Mary and I had a great time. I learned that judging barbecue in multiple formats is very filling.   

It was an interesting class and Tony Stone was a good communicator. His information was given from a judging and cooking perspective. I learned to judge in an objective format. It took me a little longer to decide on the score I was giving the sample, because once you score a sample there is no changing. That kind of format encouraged me to think about each entry and make a good choices. I learned about the proper use of garnish, and that a proper box must contain six identifiable portions and a cooker can't include pooled sauce or you are toast. 

I liked the hands on aspect of the training class. We were prestented with 3 samples to judge. Willy T's out of Hickory provided good quality food for the event.

I attended the seminar as a cooker and judge. From the cooking standpoint, you were informed on the rules and requirements of a KCBS format contest. There were a few pointers that Tony threw out for brisket preperation and cooking, and a couple of good pork pointers, but you had to be paying attention, and the pointers were very basic. From a judging standpoint, All of the food came from the same cook and cooker. There wasn't much difference in flavor profiles. Some samples had rub and sauce on them, some didn't. They undercooked a couple of racks of ribs and mushed up some pork to demonstrate the differences.

Overall we had a blast. Traveling with Big Al Werts is always entertaining.

It was good to see Finney again.  He seems to be feeling better from his flu episode.  He definatly wasn't any prettier but his spirits were good and he had his color back.    

Good to see The Big GQ and Mrs.

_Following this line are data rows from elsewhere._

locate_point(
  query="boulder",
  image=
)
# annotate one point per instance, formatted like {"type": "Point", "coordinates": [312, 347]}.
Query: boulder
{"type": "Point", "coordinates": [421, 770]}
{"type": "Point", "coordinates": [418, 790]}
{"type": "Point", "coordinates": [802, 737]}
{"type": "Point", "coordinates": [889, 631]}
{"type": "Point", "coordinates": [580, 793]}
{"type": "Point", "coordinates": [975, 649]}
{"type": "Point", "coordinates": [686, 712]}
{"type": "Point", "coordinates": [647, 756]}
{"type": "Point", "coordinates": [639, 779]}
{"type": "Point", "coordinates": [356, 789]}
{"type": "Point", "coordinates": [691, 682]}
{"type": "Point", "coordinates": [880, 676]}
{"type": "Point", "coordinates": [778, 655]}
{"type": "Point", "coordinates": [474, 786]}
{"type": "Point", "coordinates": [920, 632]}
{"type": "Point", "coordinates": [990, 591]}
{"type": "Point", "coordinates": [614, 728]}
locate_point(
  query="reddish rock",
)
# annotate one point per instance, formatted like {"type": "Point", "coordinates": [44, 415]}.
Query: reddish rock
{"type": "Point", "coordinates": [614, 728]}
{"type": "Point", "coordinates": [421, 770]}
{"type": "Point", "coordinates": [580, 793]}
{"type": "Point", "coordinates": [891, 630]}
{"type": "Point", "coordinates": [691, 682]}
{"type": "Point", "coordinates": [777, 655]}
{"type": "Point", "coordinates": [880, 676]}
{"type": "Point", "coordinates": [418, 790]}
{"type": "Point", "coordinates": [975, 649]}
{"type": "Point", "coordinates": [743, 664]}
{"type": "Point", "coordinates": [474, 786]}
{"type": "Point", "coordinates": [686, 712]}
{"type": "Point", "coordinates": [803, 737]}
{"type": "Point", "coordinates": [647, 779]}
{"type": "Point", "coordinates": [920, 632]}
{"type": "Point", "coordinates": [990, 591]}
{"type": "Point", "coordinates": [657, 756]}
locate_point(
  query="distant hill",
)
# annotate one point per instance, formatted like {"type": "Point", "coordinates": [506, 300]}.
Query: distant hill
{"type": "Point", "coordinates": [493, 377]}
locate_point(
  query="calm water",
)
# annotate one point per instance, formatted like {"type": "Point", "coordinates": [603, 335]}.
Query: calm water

Monkey and I met Screaming Nite Hog there too. 

I hope to see everyone again soon.  



Jack


----------



## Finney (Jan 28, 2007)

I'm certified (or certifiable)...  Had a good time.  Learned a few things that go on, on the inside of the judging tent that would be helpful in future contests.  I winced a few times when Tony threw out a few "tips" that are our "SOP" when preparing comp meat.  And from the reactions of some of the other cookers, they had never thought of doing them.


----------